Our decision in this case rests on an exhaustive search of the original record. That search was necessary because the department failed to give reasons for the conclusion that there was not credible evidence to support claimant’s allegation. Our burden, and that of the circuit court, would have been considerably eased had the department stated the facts upon which its determination was made. In light of the demands on this court’s time, we ask that it do so in future cases.
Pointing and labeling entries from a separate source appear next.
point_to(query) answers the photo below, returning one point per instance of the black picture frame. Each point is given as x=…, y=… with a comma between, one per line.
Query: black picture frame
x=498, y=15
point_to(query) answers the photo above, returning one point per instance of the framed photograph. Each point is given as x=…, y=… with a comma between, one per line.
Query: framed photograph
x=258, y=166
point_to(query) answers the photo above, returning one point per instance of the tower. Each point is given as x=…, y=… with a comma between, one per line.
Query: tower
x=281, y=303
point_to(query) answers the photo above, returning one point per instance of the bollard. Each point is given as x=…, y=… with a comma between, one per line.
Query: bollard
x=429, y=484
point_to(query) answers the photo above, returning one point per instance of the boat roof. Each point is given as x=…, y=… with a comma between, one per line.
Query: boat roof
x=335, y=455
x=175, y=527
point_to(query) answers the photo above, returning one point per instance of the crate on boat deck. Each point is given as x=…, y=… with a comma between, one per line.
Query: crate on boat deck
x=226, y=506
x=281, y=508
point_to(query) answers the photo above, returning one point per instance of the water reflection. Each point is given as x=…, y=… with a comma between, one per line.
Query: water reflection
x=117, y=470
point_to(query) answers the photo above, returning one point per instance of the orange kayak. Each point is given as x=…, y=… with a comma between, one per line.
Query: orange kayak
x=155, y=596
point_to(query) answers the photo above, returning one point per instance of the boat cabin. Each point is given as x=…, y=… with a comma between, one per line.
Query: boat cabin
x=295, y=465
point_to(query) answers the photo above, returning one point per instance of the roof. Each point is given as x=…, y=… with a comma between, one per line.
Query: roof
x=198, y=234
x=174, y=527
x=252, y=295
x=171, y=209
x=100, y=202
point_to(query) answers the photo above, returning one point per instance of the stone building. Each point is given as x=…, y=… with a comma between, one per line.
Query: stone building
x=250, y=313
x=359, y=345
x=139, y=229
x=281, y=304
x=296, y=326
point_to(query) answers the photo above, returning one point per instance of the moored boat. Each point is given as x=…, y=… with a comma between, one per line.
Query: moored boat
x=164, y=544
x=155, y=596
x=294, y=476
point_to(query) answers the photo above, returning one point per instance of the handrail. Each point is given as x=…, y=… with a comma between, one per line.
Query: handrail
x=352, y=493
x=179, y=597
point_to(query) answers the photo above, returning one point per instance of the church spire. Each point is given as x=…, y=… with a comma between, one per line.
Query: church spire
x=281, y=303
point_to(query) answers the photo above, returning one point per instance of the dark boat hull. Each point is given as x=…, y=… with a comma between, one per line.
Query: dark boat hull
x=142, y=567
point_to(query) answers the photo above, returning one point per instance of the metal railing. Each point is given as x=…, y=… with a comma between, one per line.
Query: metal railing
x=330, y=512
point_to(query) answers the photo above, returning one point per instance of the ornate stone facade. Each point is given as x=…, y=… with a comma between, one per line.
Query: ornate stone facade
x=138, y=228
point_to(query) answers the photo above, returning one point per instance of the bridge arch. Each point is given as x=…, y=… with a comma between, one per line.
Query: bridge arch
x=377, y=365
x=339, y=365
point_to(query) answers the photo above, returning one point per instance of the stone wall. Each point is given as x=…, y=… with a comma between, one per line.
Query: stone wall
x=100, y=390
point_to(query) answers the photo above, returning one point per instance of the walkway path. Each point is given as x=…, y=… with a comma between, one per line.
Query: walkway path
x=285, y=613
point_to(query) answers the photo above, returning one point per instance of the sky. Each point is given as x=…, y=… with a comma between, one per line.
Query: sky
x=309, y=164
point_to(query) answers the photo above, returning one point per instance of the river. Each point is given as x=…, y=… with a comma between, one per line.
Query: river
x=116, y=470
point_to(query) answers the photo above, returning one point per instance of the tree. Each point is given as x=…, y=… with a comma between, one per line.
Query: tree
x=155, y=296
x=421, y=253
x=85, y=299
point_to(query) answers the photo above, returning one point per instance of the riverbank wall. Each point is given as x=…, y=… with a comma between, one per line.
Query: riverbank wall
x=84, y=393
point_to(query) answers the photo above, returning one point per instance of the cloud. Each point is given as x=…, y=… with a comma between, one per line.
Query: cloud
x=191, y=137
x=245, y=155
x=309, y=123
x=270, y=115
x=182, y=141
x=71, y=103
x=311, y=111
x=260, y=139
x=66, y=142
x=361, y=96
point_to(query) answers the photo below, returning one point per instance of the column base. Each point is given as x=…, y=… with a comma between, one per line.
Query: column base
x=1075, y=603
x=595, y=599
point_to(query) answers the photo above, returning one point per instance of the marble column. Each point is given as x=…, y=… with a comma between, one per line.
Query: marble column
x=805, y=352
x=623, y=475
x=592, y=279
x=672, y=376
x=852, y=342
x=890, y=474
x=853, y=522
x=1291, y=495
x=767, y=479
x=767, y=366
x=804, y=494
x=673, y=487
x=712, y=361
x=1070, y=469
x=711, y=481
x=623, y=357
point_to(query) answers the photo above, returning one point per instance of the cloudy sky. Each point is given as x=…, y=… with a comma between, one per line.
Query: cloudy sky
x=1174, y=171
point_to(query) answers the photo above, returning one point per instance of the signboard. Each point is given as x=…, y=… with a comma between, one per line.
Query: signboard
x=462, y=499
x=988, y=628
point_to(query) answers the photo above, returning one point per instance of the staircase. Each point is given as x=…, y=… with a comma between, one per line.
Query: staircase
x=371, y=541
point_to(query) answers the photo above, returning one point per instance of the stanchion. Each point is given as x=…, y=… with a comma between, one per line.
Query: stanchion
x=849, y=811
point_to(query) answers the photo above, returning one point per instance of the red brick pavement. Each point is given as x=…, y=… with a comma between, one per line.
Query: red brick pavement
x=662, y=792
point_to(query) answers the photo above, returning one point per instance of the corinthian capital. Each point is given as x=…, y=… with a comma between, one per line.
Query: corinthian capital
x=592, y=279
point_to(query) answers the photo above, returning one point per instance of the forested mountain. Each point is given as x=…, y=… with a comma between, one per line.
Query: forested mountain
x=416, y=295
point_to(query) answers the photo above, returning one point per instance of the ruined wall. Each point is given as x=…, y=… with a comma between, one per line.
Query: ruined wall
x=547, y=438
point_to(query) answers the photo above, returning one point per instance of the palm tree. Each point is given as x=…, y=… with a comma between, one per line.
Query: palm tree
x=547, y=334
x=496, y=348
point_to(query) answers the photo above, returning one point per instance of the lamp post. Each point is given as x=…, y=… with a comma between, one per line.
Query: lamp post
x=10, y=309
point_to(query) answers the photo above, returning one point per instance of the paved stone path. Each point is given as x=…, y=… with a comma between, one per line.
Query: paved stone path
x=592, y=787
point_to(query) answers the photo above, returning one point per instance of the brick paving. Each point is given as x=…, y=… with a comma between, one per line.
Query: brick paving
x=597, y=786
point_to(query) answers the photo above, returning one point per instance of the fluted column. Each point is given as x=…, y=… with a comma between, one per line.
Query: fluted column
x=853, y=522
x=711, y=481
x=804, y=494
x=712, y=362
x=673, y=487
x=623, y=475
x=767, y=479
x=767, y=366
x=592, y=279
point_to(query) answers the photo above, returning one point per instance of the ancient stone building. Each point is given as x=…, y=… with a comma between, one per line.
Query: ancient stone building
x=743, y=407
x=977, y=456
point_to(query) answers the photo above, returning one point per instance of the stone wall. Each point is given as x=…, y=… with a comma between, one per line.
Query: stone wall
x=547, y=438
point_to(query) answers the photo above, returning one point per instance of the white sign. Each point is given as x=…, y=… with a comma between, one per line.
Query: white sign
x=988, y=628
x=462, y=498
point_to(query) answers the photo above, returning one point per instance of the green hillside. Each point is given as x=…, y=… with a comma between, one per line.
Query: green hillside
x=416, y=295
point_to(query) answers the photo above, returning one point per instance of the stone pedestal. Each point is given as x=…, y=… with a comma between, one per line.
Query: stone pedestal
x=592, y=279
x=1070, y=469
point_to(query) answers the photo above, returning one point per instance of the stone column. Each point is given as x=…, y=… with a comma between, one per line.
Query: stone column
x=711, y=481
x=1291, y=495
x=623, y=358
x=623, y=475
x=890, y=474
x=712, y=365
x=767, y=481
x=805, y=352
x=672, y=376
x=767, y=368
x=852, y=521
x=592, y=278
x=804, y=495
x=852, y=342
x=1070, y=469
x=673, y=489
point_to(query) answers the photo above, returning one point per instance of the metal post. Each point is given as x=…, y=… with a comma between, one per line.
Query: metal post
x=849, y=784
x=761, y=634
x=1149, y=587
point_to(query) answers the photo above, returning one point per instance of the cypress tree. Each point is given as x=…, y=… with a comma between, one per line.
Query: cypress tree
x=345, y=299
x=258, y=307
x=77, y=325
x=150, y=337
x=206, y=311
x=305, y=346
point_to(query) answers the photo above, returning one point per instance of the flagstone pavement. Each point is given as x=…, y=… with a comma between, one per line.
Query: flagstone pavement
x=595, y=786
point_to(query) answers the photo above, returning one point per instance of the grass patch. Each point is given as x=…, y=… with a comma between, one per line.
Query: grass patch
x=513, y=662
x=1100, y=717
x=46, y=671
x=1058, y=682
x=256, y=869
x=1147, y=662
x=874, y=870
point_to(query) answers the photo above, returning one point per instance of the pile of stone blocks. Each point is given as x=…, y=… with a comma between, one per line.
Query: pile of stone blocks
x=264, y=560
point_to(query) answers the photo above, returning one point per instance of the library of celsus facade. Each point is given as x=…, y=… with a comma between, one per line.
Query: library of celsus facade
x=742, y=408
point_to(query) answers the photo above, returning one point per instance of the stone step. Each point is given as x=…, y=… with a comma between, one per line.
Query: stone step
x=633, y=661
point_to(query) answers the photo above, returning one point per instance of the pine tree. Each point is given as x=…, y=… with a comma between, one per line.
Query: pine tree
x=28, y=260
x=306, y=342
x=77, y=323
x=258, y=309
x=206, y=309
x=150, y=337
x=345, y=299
By the Court. — Judgment reversed.

Claimant’s brief ignores the existence of this second report. The circuit court’s opinion contains no reference to it. We can only assume that neither party directed that court’s attention to the existence of this critical piece of evidence.

Neither the examiners nor the department gave any reasons for this finding.

Even if the inference had been correctly applied against the employer in this case, it would not have substantially aided claimant’s cause. “This inference ‘does not operate to relieve the adverse party of the obligation of establishing his case.’ Rudy v. Chicago M., St. P. & P. R. Co., 5 Wis.2d 37, 47, 92 N.W.2d 367 (1958),” quoting 1 Jones, Evidence (4th ed.), p. 53, sec. 22, and 2 Wigmore, Evidence (3rd ed.), p. 179, sec. 290.

Neither the circuit court’s opinion nor the briefs of either party refer to this significant exhibit.